Aviation Medical Examiners, like any other type of medical specialist, are very different.
There are some who, when confronted with a pilot who doesn’t have a perfect health history, will walk over to a phone, call a doctor at the Aerospace Medical Certification Division in Oklahoma City and get approval for that pilot right there and then.
“Then there are the others who won’t even talk to you,” said Dr. Warren Silberman, manager of the FAA’s Aerospace Medical Certification Division. “They’ll mail the stuff off to OKC. That’s the AME I want to go bye-bye.”
There is a “strong move afoot to weed out bad AMEs,” Silberman added during a seminar at this summer’s AirVenture.
There’s also a lot of effort to streamline the medical process for pilots, who often complain that their special issuance paperwork languishes in OKC.
Efforts to tackle the problem are ongoing. The backlog was cleared up last year when the FAA convened groups of flight surgeons to process cases that needed review. “Other groups will be convened whenever necessary to deal with future backlogs,” said FAA Administrator Marion Blakey.
Silberman added he instituted a new policy that requires any case sent to OKC “to be touched” within 30 days.
The FAA also expanded the AME assisted special issuance process, which allows AMEs to issue waivers for specific medical conditions. “We increased it from 20 conditions to 35 conditions, including renal cancer, melanoma, bladder cancer, heart attacks, and bypass surgery, to name a few,” Blakey said.
There’s also discussion about creating Super AMEs, doctors with extra training who can issue waivers from the start, Silberman said, noting that OKC will perform “quality control” on those decisions.
“That’s about two years into the future,” he reported. “The name of the game is to try to put a lot more responsibility on the AMEs.”
That increased responsibility may make some AMEs uncomfortable, Silberman acknowledged. “You need to make a decision whether to keep that AME,” he said.
MAKE THE SYSTEM WORK FOR YOU
So how do you find an AME who is not only comfortable with the increased responsibility, but who is willing to be your advocate?
Ask your friends. Ask others in the medical community. Realize that the best AMEs are often pilots, Silberman noted, so ask your AME if he flies. If you have a heart condition, look for a heart specialist who is also an AME.
But while finding the right doctor is key to keeping your wings, you must be PIC when it comes to your medical certificate. “The onus is on you,” Silberman said.
That means ensuring that you do what you have to do before you even make an appointment with your AME. If you have a condition — say you’ve had a heart attack — you must bring certain documents to your next AME appointment.
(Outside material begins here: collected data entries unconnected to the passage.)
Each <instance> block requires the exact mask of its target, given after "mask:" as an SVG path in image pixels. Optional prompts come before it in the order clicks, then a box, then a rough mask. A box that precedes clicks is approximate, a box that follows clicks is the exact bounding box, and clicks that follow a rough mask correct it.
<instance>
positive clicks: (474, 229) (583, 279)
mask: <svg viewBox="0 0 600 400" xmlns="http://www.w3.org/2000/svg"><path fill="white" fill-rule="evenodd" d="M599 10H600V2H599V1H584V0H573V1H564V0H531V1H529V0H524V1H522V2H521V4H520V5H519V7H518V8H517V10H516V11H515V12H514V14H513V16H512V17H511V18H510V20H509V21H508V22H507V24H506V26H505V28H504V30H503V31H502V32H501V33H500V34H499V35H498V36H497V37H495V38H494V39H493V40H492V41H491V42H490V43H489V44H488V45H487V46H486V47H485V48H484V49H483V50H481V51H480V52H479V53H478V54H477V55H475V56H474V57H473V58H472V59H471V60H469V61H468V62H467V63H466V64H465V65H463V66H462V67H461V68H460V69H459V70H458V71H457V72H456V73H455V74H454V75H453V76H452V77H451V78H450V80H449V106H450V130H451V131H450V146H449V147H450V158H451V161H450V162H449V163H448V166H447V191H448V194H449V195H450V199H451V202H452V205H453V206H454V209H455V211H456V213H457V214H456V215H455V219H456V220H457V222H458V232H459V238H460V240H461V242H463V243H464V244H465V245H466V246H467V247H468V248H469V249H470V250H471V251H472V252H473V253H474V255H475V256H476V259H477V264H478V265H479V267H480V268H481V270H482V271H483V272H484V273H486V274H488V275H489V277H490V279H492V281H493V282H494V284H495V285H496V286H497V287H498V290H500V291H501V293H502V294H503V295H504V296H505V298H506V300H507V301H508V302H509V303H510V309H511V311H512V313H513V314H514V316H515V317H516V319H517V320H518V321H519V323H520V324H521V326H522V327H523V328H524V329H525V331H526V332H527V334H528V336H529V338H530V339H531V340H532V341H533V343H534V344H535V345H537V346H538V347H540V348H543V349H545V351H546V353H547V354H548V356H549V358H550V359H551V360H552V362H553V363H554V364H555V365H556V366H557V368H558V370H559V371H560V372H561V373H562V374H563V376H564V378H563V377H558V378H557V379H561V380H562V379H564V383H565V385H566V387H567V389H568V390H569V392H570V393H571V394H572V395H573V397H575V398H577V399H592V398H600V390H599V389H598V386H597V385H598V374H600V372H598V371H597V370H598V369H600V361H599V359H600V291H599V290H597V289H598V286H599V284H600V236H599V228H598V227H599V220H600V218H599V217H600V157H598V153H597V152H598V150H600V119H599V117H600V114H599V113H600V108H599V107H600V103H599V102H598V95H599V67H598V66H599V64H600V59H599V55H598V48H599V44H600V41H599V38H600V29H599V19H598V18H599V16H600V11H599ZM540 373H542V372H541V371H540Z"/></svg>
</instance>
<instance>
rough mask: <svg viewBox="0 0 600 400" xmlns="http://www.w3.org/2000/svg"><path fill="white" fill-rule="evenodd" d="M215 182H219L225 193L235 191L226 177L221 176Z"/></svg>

To find out exactly what documents are required, you can call your AME’s office or go to several websites, such as AOPA.org, EAA.org, FAA.gov, LeftSeat.com or AviationMedicine.com, Silberman advised.
“If you have all the necessary material and you still hear your AME say he has to defer the decision to OKC, you need to go to another AME,” he added.
Sometimes it’s not the AME who is the problem, but the specialist who treated the pilot’s condition in the first place.
“We need a good paper trail of what’s going on with you,” Silberman explained. “What we get is crap. ‘Joe had LASIK and he sees great’ — give me a break. Some of these notes come in on prescription pads,” he said, shaking his head in disbelief.
AMEs need this information to decide whether you are safe to fly, explained Dr. Jack Hastings, an AME in Tulsa who is also a member of EAA’s Aeromedical Council.
He told the story of a young pilot, just 17, with a benign pituitary tumor that is causing no trouble. “All he wants to do is fly,” he said. “But what I get from his doctor, who is a professor of neurosurgery, is a note on a prescription pad that says ‘I think he can fly.’ I’m trying to help this kid and my biggest stumbling block is his doctor.”
Often those doctors claim they don’t have time to write such reports or take umbrage that their claims that a person is fit to fly are questioned.
“A lot of times a doctor says ‘Joe is good to go,’ but these guys aren’t aerospace specialists,” Silberman said. “Joe may be good to go on terra firma, but a lot of people don’t understand the difference between driving down the road and flying at 8,000 feet. If a doctor is not a pilot and he tells you you’re good to go, blow him off. If I tell you you’re good to go, then you’re good to go.”
AMEs can often help you get information from your treating physician. They also can give those physicians advice on what the FAA is looking for.
“What we want is what any consulting physician would want,” Silberman said.
They want to see your records. Notes and reports should be typewritten, not handwritten — and especially not handwritten on prescription pads. (That seems to be a sore point with those docs in OKC!)
The bottom line? It’s up to you to ensure that you have all the records and other documentation when you walk into your AME’s office. If you don’t, prepare to be ground bound for awhile — but not too long, Silberman promised.
“If you are denied for not providing information, just provide the information and you are good to go,” he said. “We are the good and friendly FAA.”